Freilich sah das auf allen Seiten gleich aus.

Die französischen Sozialisten waren meist um keinen Deut besser – manche Überlebende, die ich kenne, unterscheiden sich in nichts von Scheidemann, es sei denn durch ihren Intellekt –, und auch Jaurès ist zeitig gestorben. Mit feinstem Instinkt wird er von den Russen immer ein bißchen à part behandelt; sie sind mit Recht überzeugt, dass auch er in die Regierung gegangen wäre, für die ›Verteidigung des Vaterlandes‹ – aber wenigstens hat er sich bis zum letzten Tag seines Lebens, der allerdings der entscheidende war, tapfer gehalten.

Von Herrn Vandervelde ist eine reizende Szene aufbewahrt. Dieser Arbeitervertreter war Minister ohne Portefeuille, als es losging – die belgische Regierung wußte, warum. Er sollte die russischen Sozialisten beruhigen, doch nur wenigstens jetzt nicht (wo es drauf ankam) Opposition zu machen. Er wollte ihnen telegrafieren, brauchte dazu aber die Zensur des russischen Botschafters in Brüssel. Hier der Bericht des Botschafters: »Am Tage darauf machte ich die Bekanntschaft Vanderveldes … Das Gespräch kam auf das Telegramm, und Vandervelde las mir den ursprünglichen Text vor. Er begann so: ›Wir kämpfen gegen den Militarismus und Imperialismus … ‹

›Ich muß Ihnen zu meinem Bedauern sagen, dass ein solches Telegramm nicht durchgelassen wird. Sie rufen die Untertanen des russischen Reiches auf, gegen den Imperialismus zu kämpfen … ‹

›Ja, aber doch nicht gegen den russischen –‹ unterbrach er mich rasch – ›sondern den deutschen, den kriegerischen Imperialismus, der alle bedroht … ‹

›Warum also nicht: gegen das preußische Junkertum?‹

›Ach, ausgezeichnet! natürlich gegen das Junkertum!‹

So wurde das Telegramm abgefaßt … «

Und das vertritt heute den Weltfrieden in Genf.
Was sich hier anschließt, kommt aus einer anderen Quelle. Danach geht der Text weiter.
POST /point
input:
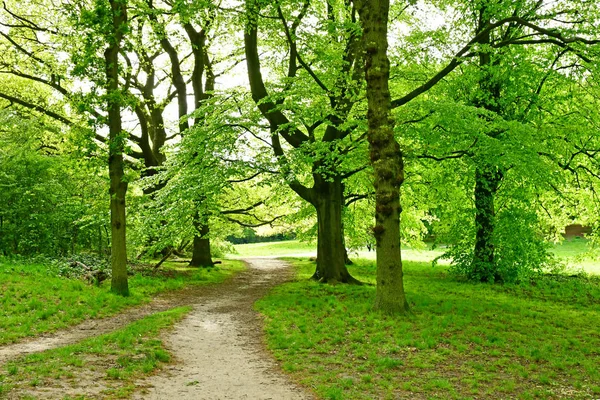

Der Kampf gegen die falschen Freunde, die schlimmsten Feinde in einem Kriege, der, wie sich heute deutlich zeigt, gegen die Arbeiter geführt worden ist – dieser Kampf tobt durch das ganze Buch. Und doch ist der Zorn dieser beiden so ganz anders als die Wut auf der andern Seite.

Ich kenne viele deutsche Sozialdemokraten, die gradezu Krämpfe bekommen, wenn von den Leuten, die links von ihnen stehen, die Rede ist. Diese blauroten Köpfe, diese kippenden Falsettstimmen, dieses Gefuchtel mutet sonderbar an. Woher der Eifer –? Die Wut dieser Arrivierten, dieser kleinen Beamten, die in ihrer ›Organisation‹ nicht gestört werden wollen, dieser Knaben, die in dem Augenblick, wo sie in der Regierung sitzen, alles vergessen, was sie vorher gepredigt haben, um in die Regierung zu kommen – diese Wut ist mit dem Seelenzustand eines angebundenen Haushundes zu vergleichen, dem sich das Fell sträubt, wenn nachts, in der Ferne, die Stimme des Wolfs ertönt. Es ist nicht der Wolf, der heult. Es ist der Bruder, der ruft, der fast vergessene Bruder, den der Hund verraten hat, als er des Fressens halber zum Menschen ging, um die Herden zu bewachen … Der Hund reißt an der Kette und kläfft. In seinem wütenden Gebell ist Haß, Furcht und ganz, ganz zu unterst Reue, Scham, Gewissensbisse und die längst mit Gewalt unterdrückte Sehnsucht nach der Freiheit, die der andre, der hungrige Vagabund, genießen darf. Zurück Sehnsucht! Weg Freiheit! Ich bewache die Hütte meines Herrn! Zweifle ja nicht an meiner satten Treue … Kein Haß ist so groß wie der des Haushundes gegen den Wolf.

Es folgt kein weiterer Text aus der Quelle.